Trente, vingt-neuf, vingt-huit, vingt-sept...
« Relax, tu la connais mieux que personne, c'est Sarah ».
... Quinze, quatorze, treize, douze...
Elle était belle, étonnamment confiante. Ses traits semblaient détendus et avenants. Il sentit ses mâchoires se détendre.
Quatre, trois, deux, un...
Et Giulian respira profondément, un dernier coup.
— Sa... bonsoir !
— Salut.
Il avait hésité à lui faire la bise, la serrer dans ses bras ou simplement la saluer. Il n'eut pas à réfléchir bien longtemps car elle lui déposa deux baisers de chaque côté des joues qu'il lui rendit, fidèle.
Elle sentait toujours aussi bon...
—On va se prendre un verre ? bredouilla-t-il tout en reprenant ses esprits.
Elle acquiesça, souriante.
— Tu es déjà venu par ici ? lui demanda-t-elle.
— Quelques fois oui, il y a un bar que j'aime beaucoup, juste là.
Il l'entraîna alors sur le trottoir d'en face.

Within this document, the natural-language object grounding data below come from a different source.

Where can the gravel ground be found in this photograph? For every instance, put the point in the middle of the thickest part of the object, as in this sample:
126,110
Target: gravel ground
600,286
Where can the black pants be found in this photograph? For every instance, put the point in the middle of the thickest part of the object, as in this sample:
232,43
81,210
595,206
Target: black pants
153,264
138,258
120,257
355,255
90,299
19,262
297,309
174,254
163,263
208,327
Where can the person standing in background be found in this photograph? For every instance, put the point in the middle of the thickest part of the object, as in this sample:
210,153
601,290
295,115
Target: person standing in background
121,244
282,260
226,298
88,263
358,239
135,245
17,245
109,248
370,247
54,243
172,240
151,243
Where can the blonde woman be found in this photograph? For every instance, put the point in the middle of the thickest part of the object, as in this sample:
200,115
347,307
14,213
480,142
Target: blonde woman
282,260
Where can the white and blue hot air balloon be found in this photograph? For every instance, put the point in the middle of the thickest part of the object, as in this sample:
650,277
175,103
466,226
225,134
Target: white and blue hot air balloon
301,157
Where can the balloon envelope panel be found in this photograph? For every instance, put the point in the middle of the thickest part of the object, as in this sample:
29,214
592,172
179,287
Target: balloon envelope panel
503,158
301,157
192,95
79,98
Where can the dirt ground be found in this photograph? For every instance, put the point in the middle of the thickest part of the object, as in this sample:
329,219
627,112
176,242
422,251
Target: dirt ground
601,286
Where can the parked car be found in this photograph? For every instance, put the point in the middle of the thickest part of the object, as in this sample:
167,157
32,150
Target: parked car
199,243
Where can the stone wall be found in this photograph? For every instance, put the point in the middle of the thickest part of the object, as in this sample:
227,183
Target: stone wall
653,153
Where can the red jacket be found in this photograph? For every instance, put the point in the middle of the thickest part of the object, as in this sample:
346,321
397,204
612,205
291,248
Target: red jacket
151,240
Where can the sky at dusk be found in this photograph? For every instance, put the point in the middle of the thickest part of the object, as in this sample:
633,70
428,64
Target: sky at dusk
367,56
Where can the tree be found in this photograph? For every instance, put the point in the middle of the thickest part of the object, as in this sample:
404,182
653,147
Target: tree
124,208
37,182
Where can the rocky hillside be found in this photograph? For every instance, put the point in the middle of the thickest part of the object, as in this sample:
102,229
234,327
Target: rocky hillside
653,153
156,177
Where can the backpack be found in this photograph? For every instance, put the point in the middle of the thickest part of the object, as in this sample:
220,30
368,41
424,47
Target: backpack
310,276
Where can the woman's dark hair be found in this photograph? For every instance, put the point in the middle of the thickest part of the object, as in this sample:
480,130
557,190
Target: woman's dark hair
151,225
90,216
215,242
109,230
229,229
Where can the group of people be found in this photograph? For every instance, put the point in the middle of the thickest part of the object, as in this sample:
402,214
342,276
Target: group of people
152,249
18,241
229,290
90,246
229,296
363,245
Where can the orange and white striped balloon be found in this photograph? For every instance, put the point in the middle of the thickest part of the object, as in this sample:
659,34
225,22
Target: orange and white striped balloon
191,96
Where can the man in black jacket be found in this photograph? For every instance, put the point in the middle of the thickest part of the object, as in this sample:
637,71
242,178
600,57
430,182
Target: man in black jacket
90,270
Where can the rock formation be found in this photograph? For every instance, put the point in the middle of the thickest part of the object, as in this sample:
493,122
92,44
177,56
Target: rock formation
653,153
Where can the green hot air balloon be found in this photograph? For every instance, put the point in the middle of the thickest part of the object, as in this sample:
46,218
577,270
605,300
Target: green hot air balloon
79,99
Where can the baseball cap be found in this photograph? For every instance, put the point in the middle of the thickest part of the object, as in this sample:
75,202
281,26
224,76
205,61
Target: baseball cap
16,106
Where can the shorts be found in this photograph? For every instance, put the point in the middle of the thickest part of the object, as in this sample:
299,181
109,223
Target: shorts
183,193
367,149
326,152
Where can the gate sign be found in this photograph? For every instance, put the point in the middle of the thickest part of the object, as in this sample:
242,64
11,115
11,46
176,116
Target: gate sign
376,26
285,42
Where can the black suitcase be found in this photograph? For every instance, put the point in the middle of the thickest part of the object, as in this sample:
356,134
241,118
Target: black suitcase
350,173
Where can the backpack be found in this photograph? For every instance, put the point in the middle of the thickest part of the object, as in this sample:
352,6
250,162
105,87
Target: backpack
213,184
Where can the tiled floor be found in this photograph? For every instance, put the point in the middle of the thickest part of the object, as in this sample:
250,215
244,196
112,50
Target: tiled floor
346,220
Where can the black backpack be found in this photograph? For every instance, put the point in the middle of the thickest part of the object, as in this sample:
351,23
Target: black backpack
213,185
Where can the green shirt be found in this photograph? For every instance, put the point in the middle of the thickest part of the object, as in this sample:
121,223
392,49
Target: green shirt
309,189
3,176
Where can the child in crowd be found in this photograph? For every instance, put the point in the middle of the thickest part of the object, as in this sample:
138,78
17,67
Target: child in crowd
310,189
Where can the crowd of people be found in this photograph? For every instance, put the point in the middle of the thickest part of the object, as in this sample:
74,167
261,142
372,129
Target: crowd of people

Ce quartier était jalonné de passages insolites, de petites rues avec de nombreuses boutiques spécialisées dans la brocante. Une délicieuse ambiance mi-rétro mi-champêtre... en plein Paris.
Mais soudainement, Sarah sembla mal à l'aise, cela commençait mal.
—Pourquoi j'ai l'impression que tout le monde nous regarde ? lui lanca-t-elle alors.
—Surement par ce que c'est le cas.
— Génial... Comment tu fais ?
— Pour leur plaire autant ? répondit-il moqueur, espérant ainsi détendre l'atmosphère.
—Pour supporter ça ?
Echec.
—Comme presque tout, on s'y habitue.
— Presque ?
— Presque. Il y a certaines épreuves qui ne te laissent pas indemne, et tu n't'y fait jamais.
Il vit Sarah soutenir de son regard noir, deux jeunes femmes qui les dévisageaient en piaillant sans discrétion. Elle n'avait pas changé ! Toujours aussi bourrue. Sauvage.
— Et comment dois-je appeler notre célébrité internationale ? reprit-elle en changeant de sujet.
— Comme tu m'as toujours appelé.
— Alors, enchantée Giulian, moi, c'est Sarah, se déridait-elle enfin.
— Enchanté Sarah, c'est très original comme prénom.
— Désolée, je n'ai jamais été très surnom... se moqua-t-elle.
Ils prirent alors place à une haute table au fond d'un minuscule bar au style très Irlandais. Juste en dessous d'une cible de jeux de fléchettes. Il ne manquait plus que la pluie et le fish and chips pour s'y croire vraiment.
—Alors, qu'avons-nous là ; de la bière en pression, des cocktails apparemment préparés avec amour, un délicieux Prosecco... Allez va pour un Spritz.
Ne sachant que prendre, il choisit la même chose qu'elle.
— Alors, comment vas-tu ? lui demanda-t-il.
— Ça va. Et toi ?
— Je veux dire, comment vas-tu... pour de vrai ?
Le stress lui desséchait la bouche. Il envoya un coup d'œil au comptoir, histoire de croiser le regard du barman et de le speeder gentiment.
— Pour de vrai ? Et bien je dirais, comme une femme fraichement divorcée car elle a retrouvé son mari au lit avec une de ses collègues... Je te laisse imaginer la scène.
— Sans façon... Je suis persuadé que ce type ne te méritait pas. J'ai vu son profil Insta, il était loin d'être à ta hauteur.
Il sentit Sarah se raidir sur son grand tabouret. Elle esquissa un geste de recul mais se ravisa. La hauteur n'avait jamais été son fort.
—Tu as... Bref, ce... type... c'était mon mari, et aussi le père de mes filles. Ça fait mal Giulian. Crois-moi. Il a réussi à faire pire que toi.
A peine leur verres arrivés, il en descendit la moitié.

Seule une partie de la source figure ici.